Mold Restoration Tips

Mold Restoration Tips

When a home has significant mold growth that needs remediation, it can be challenging for the average homeowner to handle on their own. Greensboro NC | Mold company remediation is a job for professionals who are trained in the process.

A professional will typically start with a contents pack out, where saveable contents are removed to be restored. The next step is to clean the affected area.

  1. Identify the Source of the Moisture

Identifying the source of moisture is a critical first step in any mold situation. All molds require moisture to grow. They thrive in dark and humid environments. They are attracted to organic materials that provide them food. Molds commonly feed on porous materials, such as paper, fabric, leather and wood.

Checking for mold is a good idea, especially after major storms and floods. If you notice water marks or bubbling paint, a musty smell, or visible mold growth, it is important to fix the problem quickly.

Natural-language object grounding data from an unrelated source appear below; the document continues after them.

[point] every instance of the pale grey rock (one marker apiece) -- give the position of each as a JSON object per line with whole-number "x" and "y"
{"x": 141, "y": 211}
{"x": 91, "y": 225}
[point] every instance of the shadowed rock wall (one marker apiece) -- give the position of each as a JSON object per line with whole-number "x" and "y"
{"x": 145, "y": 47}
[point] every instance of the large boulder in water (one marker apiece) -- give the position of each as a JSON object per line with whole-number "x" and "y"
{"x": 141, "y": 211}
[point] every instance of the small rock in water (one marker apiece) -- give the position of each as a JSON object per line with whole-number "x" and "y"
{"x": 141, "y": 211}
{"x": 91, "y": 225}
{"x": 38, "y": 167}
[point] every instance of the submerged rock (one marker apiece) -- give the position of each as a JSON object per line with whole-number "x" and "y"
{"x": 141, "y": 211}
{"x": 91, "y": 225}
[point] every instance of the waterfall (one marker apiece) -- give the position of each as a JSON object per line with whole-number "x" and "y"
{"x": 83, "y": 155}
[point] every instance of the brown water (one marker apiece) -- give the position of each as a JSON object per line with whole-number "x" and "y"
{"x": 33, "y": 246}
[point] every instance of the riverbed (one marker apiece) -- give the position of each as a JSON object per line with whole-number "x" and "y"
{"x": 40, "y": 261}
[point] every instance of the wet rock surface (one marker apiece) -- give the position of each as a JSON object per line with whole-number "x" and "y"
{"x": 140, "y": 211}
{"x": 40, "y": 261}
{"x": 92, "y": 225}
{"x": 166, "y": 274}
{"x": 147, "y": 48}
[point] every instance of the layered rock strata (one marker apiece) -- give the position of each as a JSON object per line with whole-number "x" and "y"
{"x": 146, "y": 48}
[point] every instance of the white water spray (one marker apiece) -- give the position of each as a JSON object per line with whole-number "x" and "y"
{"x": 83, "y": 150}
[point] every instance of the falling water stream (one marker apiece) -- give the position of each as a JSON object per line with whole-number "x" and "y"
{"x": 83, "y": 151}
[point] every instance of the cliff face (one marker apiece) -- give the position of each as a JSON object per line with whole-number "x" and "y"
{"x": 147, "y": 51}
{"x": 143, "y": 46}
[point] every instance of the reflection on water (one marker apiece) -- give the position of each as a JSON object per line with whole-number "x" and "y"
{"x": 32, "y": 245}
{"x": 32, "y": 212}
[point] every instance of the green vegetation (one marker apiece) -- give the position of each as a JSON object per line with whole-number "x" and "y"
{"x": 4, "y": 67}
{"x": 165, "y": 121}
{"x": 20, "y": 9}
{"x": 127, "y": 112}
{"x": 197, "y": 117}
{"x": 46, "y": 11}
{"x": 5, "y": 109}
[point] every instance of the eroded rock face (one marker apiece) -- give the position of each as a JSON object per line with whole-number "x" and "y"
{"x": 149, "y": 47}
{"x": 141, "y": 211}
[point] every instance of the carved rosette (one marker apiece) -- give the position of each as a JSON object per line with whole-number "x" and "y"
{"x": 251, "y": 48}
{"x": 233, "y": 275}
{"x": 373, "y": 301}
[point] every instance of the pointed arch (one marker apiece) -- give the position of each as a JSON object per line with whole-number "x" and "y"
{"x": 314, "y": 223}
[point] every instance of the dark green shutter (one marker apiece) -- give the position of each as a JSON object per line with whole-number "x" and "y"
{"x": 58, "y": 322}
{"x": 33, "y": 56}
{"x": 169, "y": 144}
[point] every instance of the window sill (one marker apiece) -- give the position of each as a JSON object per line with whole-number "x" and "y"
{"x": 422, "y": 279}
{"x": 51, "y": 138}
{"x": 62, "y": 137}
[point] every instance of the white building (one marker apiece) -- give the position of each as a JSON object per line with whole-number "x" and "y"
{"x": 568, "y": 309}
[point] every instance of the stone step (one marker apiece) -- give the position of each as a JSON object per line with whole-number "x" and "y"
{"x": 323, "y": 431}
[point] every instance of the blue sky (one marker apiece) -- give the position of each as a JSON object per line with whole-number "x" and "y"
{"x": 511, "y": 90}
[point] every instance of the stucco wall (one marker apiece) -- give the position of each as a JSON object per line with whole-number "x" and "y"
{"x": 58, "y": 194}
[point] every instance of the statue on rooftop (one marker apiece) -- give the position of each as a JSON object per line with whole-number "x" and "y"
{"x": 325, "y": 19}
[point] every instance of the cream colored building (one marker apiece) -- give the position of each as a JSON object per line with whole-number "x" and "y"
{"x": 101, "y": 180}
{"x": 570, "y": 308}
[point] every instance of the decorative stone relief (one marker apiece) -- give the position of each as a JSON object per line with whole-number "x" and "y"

If possible, replace all affected porous materials, such as carpeting and rugs, wallpaper, ceiling tiles, insulation material and drywall. If these items cannot be replaced, they should be disposed of as waste. Bleach can also be used to kill any mold that remains after cleaning. Bleach must be handled with caution, however, and should always be diluted, according to the manufacturer’s directions. It should also be used in a well-ventilated area.

2. Remove the Moisture

When assessing mold situations, warranty representatives need to probe for moisture behind and around what they see. They may need to open up a section of wall to discover moisture damage and hidden mold in the framing, insulation or drywall. This may involve cutting through drywall. Ensure that electrical wires are not in the area before doing so to avoid causing a dangerous power outage.

It’s not enough to just kill and clean the mold; the underlying problem must be fixed. Otherwise, the mold will return.

For example, if the basement floods, correct the drainage issues. For damp attics, install dehumidifiers and ensure dryer vents exhaust outside. If the basement is dark, consider adding more natural light. For surfaces that are susceptible to mold growth, like drywall, paint and carpet, treat the affected areas with bleach or a nontoxic cleaning solution. Dry the materials as soon as possible to prevent further water damage and mold growth.

3. Clean the Area

Mold and mildew are not just unsightly, but they can also be harmful to your health. It is essential to clean these areas of your home immediately, as the longer you leave them unattended the worse the problem will get.

Use a disinfectant that is safe for the surface you are cleaning. This can be a bleach solution – usually one part bleach to three parts water – or a non-toxic cleaner such as baking soda and vinegar. Wear rubber gloves and a face mask, and ensure the area is well ventilated.

If you want a natural, inexpensive option that is also very effective, try tea tree oil (Melaleuca Alternifolia). Add one teaspoon to a bottle of water and mix to create a spray, then spray onto the moldy surface. If you do choose to use this method, make sure you are using pure, distilled vinegar. This is important to avoid any chemical reactions with the oil.

4. Seal the Area

Mold isn’t just unsightly; it can also be a health hazard. That’s why it is important to not only remove the mold, but also address the underlying conditions that caused it to grow in the first place. This may involve fixing moisture problems or removing porous materials, such as drywall, that can absorb the mold spores and spread them throughout the home.

If spores remain after a light scrub, apply bleach to kill them. Remember to wear protective gloves, goggles and a respirator mask when handling bleach or other chemical cleaners. You should also make sure that you are in a well-ventilated area when using these cleaning products and not to touch any spores that have become airborne.

Once the spores are killed, you should seal the area to prevent new spores from growing in the future. You can do this by covering the affected drywall with an insulating product such as True Value EasyCare Ultra Premium Interior Primer/Sealer and then painting it with a color that matches the drywall.